As If!

Oracle Keynote

Design’s Willful Optimism

Design is not a what if? But an as if! It’s not a question, but an answer. Each design is a story told as if our wishes had come true. The designer commits to inhabiting an alternate reality, describing it to him or herself and to the client as if it were real, as if all the criteria were satisfied – and as if it were a good idea!

To make this commitment to an idea requires a particular optimism. Optimism that the problem can and will be solved to everyone’s satisfaction, even delight! When someone hires a designer, they are clearly nurturing a serious optimism of their own. At the very least, they have a problem to solve, a business plan to execute, or an opportunity on which to act. The client’s optimism—hopefully well-founded—is a crucial component of their willingness to take a risk. In a great many cases, the client’s optimism extends far beyond a simple contractual obligation or ROI. Quite possibly they have a statement to make, a vision to make manifest, a dream to fulfill.

But how do we as designers justify our optimism? How can we back up the promises we make?
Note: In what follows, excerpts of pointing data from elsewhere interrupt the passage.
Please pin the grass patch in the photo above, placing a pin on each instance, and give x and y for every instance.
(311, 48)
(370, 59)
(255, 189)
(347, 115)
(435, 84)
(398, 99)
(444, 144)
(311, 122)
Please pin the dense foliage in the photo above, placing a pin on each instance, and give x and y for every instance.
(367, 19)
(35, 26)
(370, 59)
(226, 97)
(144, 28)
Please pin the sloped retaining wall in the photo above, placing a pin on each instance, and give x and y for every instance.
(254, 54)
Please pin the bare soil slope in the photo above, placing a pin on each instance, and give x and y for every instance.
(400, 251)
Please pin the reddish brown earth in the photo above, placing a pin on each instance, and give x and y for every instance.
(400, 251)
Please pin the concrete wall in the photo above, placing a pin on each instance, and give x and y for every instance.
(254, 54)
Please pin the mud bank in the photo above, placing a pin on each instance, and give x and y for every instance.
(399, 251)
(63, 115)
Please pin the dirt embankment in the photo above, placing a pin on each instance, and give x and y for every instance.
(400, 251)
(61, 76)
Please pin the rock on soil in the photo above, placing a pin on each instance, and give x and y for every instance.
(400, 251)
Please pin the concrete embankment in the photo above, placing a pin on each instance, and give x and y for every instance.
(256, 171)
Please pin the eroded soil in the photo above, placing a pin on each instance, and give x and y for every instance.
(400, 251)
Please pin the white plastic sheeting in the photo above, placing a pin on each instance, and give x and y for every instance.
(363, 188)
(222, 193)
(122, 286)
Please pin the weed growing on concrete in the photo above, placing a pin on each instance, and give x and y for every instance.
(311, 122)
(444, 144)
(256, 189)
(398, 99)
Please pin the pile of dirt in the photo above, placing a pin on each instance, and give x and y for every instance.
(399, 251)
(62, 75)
We must have well-deserved confidence in our powers of perception, our knowledge, preparation and experience as well as a broad and well-honed capability. Optimism alone won’t see us through.

Shopping and dining along the boardwalk, Wai Kai, Oahu.

Design is used to evaluate all sorts of what ifs, but it’s not actually a what if itself. We evaluate the design (the as if) against the criteria (the what if). Let’s make up an example:

“What if I built a carwash here?” The carwash is the what if. The proposed carwash is the as if, the design. “Look! It’s as if you built a carwash here!” Of course we soon learn that this what if is too simplistic to bring any sort of useful response. “Then you’d have a carwash there.” That’s about all we can say without first asking more questions. If your what if is too ambiguous, the as if will be just as vague. Let’s improve the specificity of our what-if, so we can better evaluate the as-if response.

“What if we built a carwash here? One just like Joe’s Carwash on 38th Street?” All of a sudden we have a design we can evaluate – well, not quite yet. We will have to adapt Joe’s to our site. That might be easy or it might not. Maybe our site is too small, or without the proper access, or restricted by zoning to another use. But let’s pretend our site is almost exactly like Joe’s site. Now we can evaluate the design (but not necessarily the wisdom of the business plan.)

“Gosh, it’s a lot like Joe’s Carwash.” With this solution, what else can we say? We can only evaluate our design against the level of criteria we have defined. “OK, what if you built a carwash pretty much like Joe’s but with twice the throughput?” “What if you built a carwash with twice Joe’s throughput, and with a gift shop and gourmet café – and you made it look like a giant dinosaur? You see where this is going.

What if, what if, what if? This might start to wear you down after a while. But the designer must remain enthusiastic and optimistic through a million what ifs. How can one maintain this optimism through a million revisions, revising, rethinking and re-proposing a design every time an additional criterion is added?

Arden Park summer
A lovely summer’s day in Arden Park. Canoe, tube, play, barbeque … relax!

The first answer to this question is that before design even begins, an enormous proportion of the most important criteria should already be defined. This is known as programming. The most effective designers flush out all the criteria they possibly can before they begin generating design proposals. This enhances their optimism that the solutions they propose will substantially satisfy the criteria, eliminating any really long trips back to the drawing board. Thorough programming is the designer’s first great challenge.

The second answer is that additional criteria are inevitable, and are often brought up and fine-tuned by the evolving design itself. The most effective designers ask these what ifs as soon as they come up, and they describe the resulting as ifs so that the client can answer efficiently and knowledgeably. Generating clear and appropriate proposals is the designer’s second great challenge.

A middle-eastern flavored hotel in a mountain? Hmm, might look something like this…

How are clients expected to answer unless they can understand the implications of the latest as if? This is the designer’s third great challenge- to make those implications clear to the client. You might also have guessed that, yes, a designer has first had to make them clear to themselves.